Diving into the dungeon, and defeating a Demon Lord; even if I hadn’t asked, it is something that an explorer can’t avoid if they continue that line of work. That’s why, as long as she is okay with the fact that I delayed her retirement, there’s no problem.

But dragging her into a livestream that is attached to an otherworlder like me is a different story.

No matter how much I explain to Rifreya, there’s no way she would be able to get it. It is a world where PCs, smartphones, and even TVs don’t exist, so there’s no way she would be able to understand.

I am not such a fiend that would go ‘it is fine since she said it is fine’.

There’s also the fact that I am being hated. I would drag her into that too.

“…Is there nothing that can be done?” (Rifreya)

“Nothing. Also, you have your dream of becoming a templar, right? Forget that you met me, and make your dream come true.” (Hikaru)

“…Then, what would happen with you, Hikaru? What are you going to do…after we go our separate ways?” (Rifreya)

“I still haven’t thought about it, but maybe I’ll live my life hunting monsters mainly in the 2nd Floor.” (Hikaru)

If I hunt monsters in the 2nd Floor while doing almost the same thing everyday, I won’t be getting the attention of the viewers, and it shouldn’t be a bad lifestyle.

I am pushing myself here because I want to revive Nanami, but it is actually a bit rough on me.
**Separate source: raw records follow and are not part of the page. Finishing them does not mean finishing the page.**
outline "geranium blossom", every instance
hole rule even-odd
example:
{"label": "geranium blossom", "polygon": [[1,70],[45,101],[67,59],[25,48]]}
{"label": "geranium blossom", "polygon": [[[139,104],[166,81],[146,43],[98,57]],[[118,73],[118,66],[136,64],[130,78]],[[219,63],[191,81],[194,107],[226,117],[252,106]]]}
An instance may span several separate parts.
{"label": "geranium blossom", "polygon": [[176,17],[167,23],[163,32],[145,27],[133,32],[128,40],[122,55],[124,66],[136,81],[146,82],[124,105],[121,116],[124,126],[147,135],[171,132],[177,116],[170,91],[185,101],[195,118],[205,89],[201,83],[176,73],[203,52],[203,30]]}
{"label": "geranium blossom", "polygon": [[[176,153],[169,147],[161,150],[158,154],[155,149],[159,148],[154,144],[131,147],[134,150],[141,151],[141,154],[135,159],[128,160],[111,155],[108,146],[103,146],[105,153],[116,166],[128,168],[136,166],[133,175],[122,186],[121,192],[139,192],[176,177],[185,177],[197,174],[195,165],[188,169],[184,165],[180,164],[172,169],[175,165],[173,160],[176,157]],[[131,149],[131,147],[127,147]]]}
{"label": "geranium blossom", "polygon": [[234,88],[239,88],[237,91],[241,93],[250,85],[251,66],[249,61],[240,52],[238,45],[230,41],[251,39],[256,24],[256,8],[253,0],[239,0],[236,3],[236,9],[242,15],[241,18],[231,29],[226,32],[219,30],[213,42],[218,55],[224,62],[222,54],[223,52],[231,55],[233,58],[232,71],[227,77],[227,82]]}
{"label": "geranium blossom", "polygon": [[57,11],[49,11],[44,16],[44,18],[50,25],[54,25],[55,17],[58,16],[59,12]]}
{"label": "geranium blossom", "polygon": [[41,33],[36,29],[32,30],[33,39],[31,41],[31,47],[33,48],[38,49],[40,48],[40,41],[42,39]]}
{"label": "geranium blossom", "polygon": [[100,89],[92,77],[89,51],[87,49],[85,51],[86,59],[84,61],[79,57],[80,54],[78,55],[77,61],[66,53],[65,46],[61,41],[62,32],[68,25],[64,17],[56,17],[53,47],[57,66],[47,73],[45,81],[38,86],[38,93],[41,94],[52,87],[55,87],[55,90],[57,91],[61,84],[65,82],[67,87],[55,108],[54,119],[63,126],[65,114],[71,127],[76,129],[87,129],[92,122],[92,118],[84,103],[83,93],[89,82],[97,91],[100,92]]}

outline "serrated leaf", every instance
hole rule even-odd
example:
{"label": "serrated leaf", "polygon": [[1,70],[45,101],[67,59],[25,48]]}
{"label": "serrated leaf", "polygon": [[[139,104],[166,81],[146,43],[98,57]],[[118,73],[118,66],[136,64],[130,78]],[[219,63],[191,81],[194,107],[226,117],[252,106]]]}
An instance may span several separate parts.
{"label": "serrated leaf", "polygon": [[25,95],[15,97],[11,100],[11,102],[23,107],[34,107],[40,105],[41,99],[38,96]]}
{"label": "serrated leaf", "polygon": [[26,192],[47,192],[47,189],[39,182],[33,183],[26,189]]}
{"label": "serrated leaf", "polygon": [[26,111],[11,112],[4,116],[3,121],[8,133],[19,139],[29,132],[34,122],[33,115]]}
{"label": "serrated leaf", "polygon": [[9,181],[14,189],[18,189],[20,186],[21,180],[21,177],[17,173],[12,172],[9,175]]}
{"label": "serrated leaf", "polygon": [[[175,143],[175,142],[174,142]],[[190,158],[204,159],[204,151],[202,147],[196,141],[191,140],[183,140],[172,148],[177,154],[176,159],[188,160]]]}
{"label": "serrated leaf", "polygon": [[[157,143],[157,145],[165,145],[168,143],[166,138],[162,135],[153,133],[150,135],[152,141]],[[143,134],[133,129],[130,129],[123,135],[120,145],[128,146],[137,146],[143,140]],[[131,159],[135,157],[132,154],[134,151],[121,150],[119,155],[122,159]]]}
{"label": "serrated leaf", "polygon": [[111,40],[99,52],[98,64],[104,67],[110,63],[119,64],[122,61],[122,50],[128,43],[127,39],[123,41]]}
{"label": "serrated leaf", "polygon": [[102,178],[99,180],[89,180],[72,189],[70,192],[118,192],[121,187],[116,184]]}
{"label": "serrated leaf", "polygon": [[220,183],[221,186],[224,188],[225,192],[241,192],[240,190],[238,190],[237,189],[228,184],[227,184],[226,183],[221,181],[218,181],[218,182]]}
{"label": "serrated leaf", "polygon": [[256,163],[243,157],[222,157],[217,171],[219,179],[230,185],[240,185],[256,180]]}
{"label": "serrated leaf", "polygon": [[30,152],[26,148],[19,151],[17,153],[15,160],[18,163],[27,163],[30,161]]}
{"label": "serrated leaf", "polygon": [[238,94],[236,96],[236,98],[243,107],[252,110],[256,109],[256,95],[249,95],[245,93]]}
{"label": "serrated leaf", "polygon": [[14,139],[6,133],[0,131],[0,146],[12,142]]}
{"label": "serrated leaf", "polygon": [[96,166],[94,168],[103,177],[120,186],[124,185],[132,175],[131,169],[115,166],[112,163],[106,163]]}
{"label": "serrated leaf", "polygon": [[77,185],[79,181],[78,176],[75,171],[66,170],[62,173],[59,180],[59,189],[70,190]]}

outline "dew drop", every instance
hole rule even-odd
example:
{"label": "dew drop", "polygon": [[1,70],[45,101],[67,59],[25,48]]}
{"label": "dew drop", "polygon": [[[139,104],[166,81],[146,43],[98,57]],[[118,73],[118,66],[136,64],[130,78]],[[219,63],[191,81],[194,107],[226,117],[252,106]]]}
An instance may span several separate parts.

The voices of the Spirits, the gazes of the Spirits; there are times when I would misconstrue them as the gazes from Earth.

After reading those messages…I was completely traumatized.
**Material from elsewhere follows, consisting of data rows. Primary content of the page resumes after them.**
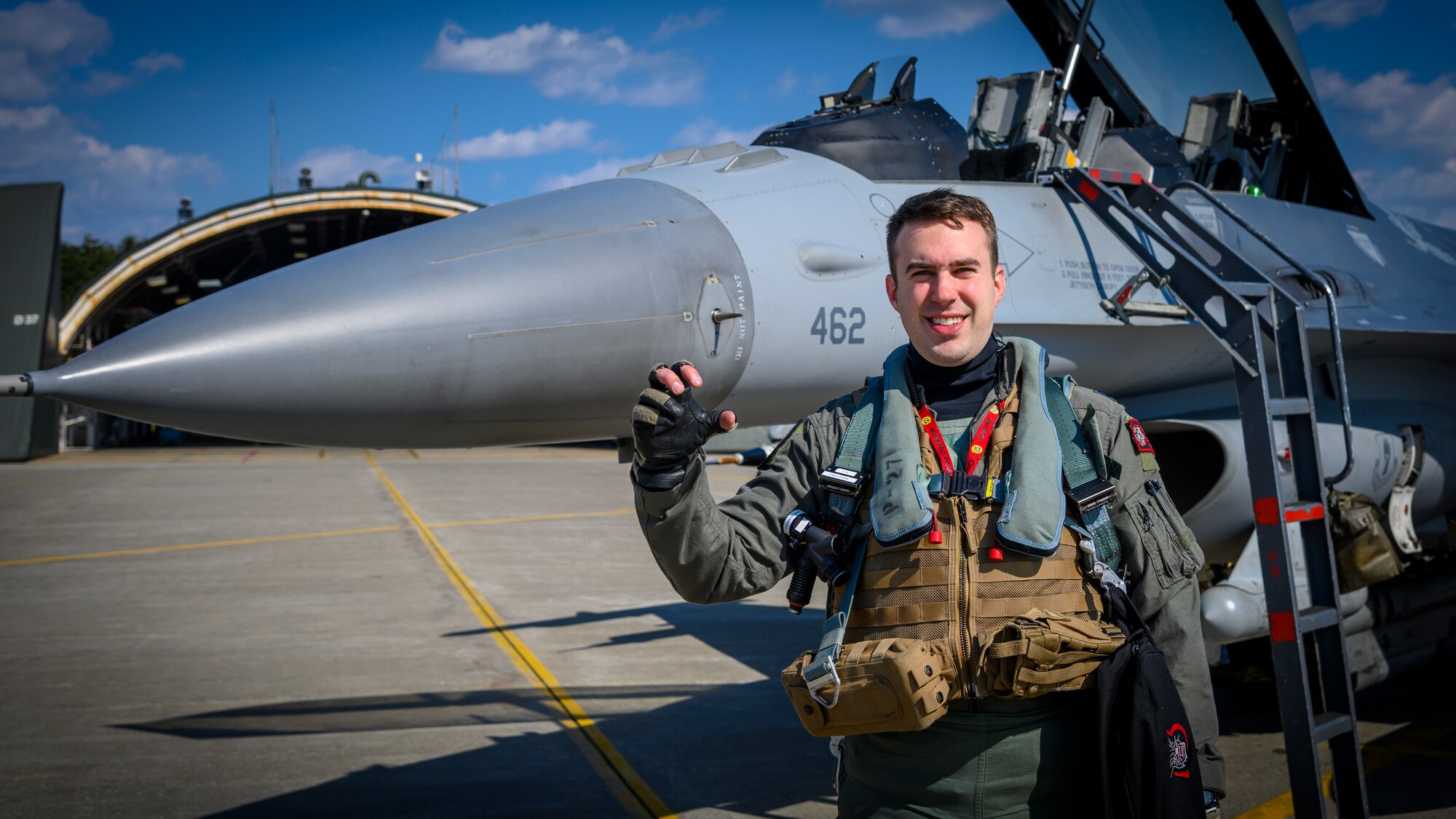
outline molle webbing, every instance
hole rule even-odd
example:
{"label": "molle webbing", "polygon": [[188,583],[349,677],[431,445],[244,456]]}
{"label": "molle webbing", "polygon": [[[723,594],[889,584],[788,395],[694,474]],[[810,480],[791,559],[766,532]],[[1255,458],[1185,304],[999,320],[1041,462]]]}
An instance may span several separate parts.
{"label": "molle webbing", "polygon": [[[983,461],[989,477],[1002,477],[1010,461],[1009,447],[1019,410],[1019,388],[1013,388]],[[923,431],[920,461],[927,474],[941,471]],[[999,504],[957,497],[938,500],[935,506],[939,544],[925,536],[887,549],[871,538],[846,643],[890,637],[952,638],[952,643],[960,643],[951,634],[952,624],[958,632],[964,630],[976,638],[1000,630],[1031,609],[1056,611],[1077,619],[1099,618],[1101,595],[1079,567],[1077,535],[1073,530],[1063,526],[1056,551],[1045,558],[1003,549],[1003,560],[993,563],[983,555],[996,545]],[[964,576],[960,574],[962,563],[967,567]],[[958,592],[961,577],[968,583],[968,618],[955,611],[967,600]],[[839,595],[834,595],[833,600],[837,599]]]}
{"label": "molle webbing", "polygon": [[949,637],[949,545],[922,538],[887,549],[871,539],[844,641]]}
Even now, somewhere in my heart, I still have the desire of living in the darkness forever.

“Do you…intend to die…?” (Rifreya)

Those words of Rifreya startled me.

Once I revive Nanami, I will eventually give up on living, and put an end to it. I felt as if she had seen right through that part in my heart that felt it was okay to do that.

“…I won’t die. I will simply be going back to how I was before I met you.” (Hikaru)
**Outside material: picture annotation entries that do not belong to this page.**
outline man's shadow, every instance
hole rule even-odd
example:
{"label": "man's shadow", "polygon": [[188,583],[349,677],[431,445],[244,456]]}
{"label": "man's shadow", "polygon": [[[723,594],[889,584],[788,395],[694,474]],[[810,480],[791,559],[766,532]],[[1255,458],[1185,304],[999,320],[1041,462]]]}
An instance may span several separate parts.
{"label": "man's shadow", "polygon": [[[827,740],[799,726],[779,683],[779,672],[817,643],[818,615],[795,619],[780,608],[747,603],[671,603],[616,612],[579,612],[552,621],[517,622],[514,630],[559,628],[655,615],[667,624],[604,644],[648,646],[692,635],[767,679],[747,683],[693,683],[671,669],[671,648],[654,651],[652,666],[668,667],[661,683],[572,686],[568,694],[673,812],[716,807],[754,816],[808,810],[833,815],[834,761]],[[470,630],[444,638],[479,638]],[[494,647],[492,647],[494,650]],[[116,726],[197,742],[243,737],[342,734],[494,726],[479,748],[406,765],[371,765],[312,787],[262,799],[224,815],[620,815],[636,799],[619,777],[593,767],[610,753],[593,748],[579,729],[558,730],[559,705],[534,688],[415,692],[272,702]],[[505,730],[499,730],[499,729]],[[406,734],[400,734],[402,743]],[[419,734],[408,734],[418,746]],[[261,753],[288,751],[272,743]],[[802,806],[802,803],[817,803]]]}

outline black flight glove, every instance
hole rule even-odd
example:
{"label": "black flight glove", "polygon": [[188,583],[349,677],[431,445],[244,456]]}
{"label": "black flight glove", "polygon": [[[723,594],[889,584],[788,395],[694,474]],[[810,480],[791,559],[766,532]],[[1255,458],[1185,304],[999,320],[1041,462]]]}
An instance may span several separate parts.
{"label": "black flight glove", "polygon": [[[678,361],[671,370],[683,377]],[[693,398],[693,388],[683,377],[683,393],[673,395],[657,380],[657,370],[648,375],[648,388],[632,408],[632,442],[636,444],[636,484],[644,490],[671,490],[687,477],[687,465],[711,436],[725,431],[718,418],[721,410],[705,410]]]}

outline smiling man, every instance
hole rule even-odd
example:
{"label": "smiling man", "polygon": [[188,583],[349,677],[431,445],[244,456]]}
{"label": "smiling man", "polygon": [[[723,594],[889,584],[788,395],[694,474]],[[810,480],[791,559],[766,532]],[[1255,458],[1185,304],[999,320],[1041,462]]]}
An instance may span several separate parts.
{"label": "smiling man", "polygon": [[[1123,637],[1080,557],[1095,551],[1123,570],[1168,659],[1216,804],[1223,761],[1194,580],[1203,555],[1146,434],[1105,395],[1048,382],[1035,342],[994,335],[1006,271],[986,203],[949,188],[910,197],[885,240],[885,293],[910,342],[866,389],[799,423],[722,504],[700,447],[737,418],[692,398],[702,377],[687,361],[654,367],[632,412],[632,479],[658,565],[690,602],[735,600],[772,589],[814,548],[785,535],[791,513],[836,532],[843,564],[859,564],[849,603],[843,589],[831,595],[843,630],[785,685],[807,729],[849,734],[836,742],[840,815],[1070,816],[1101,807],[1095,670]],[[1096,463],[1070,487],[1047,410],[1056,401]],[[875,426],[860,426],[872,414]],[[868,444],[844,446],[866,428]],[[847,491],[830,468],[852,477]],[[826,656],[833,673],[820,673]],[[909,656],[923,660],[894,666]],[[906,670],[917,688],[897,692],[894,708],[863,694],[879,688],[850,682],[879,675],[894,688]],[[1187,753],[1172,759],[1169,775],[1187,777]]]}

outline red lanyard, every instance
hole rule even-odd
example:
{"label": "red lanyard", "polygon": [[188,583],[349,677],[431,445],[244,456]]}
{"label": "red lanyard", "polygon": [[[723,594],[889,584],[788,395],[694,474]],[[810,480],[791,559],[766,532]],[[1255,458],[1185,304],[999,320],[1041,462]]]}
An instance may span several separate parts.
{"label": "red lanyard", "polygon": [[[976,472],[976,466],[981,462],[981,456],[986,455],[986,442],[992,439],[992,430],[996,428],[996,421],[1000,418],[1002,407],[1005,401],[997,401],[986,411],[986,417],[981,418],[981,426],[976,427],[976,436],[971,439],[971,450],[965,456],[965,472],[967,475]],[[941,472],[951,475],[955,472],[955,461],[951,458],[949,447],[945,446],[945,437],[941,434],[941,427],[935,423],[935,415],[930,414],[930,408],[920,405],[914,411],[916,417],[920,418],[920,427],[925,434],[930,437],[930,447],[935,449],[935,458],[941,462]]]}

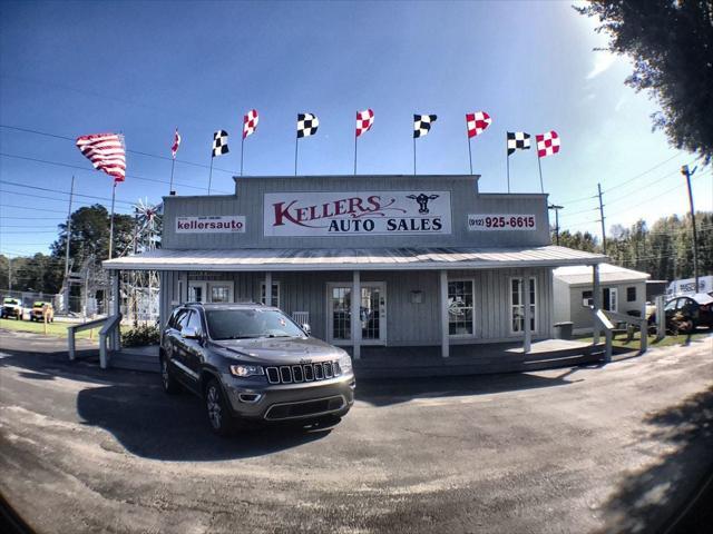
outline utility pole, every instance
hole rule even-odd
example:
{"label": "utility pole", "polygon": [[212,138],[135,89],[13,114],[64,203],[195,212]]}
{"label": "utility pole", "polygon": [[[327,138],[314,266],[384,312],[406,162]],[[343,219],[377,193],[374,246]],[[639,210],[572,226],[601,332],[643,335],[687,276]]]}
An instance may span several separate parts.
{"label": "utility pole", "polygon": [[69,241],[71,239],[71,200],[75,195],[75,177],[71,177],[69,189],[69,208],[67,209],[67,247],[65,250],[65,313],[69,313]]}
{"label": "utility pole", "polygon": [[550,204],[547,208],[555,210],[555,244],[559,246],[559,210],[564,209],[564,206]]}
{"label": "utility pole", "polygon": [[602,250],[606,254],[606,231],[604,226],[604,204],[602,204],[602,184],[597,184],[599,197],[599,221],[602,222]]}
{"label": "utility pole", "polygon": [[693,170],[688,170],[687,165],[681,167],[681,174],[686,177],[688,186],[688,204],[691,205],[691,224],[693,225],[693,277],[695,278],[695,293],[699,293],[699,234],[695,229],[695,210],[693,209],[693,191],[691,190],[691,176],[695,174],[696,165]]}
“Liar… Don’t lie to me with a face like that.” (Rifreya)

“It is not a lie. Well, I will probably be leading what’s basically a dead life though. Hahaha!” (Hikaru)

I tried laughing it off lightly.

I honestly think that was a pretty bad deflect, but she didn’t pursue it further.

She must have understood that my feelings are not going to be changing.

“Hikaru, I told you I have a little sister, right? Do you remember that?” (Rifreya)

“I do. You said you had a talented little sister.” (Hikaru)

“I also told you I was dungeon diving because I needed money, right?” (Rifreya)

“Yeah.” (Hikaru)

“And so, I didn’t tell you this, but…my little sister is ill. The medical treatment requires a lot of money.” (Rifreya)

Rifreya said before that the reason why she dungeon dove was because she was training to become a templar and to earn money.

I didn’t think too deeply as to how she would be using that money.

“You are remitting that money?” (Hikaru)

“Yeah… My mother has already retired from being a templar. Living off of the pension is one thing, but it isn’t enough for the treatment.” (Rifreya)

I see, Rifreya and her little sister were supposed to become templars and earn money for their family. Because that plan has crumbled, she has been sending money home while training to become a templar…is basically how it is, huh.

“Then, there’s more reason to pass the templar exam.” (Hikaru)

“Wrong, Hikaru. The templar business is fine already. I will be an explorer here forever…together with you, Hikaru.” (Rifreya)

“Don’t be silly.” (Hikaru)

“I have been able to send a whole lot of money home since I made a party with you, Hikaru, and with this, there’s no need to force myself to become a templar. More importantly, it would be better to be together with the person I lov—” (Rifreya)

“Rifreya!” (Hikaru)

I don’t want her to shake my heart.

Do you know just how much I want to be by your side too?

Is this just my own selfishness, or the right act?

I don’t get anything at all.

I don’t, but there’s nothing that can be done.

“…I want you to understand. No is a no.” (Hikaru)

“……”

Rifreya hung her head down and her shoulders trembled.

I didn’t even have the right to take those shoulders in my embrace, and continued watching the deep darkness expanding to the lower floors with an absent mind.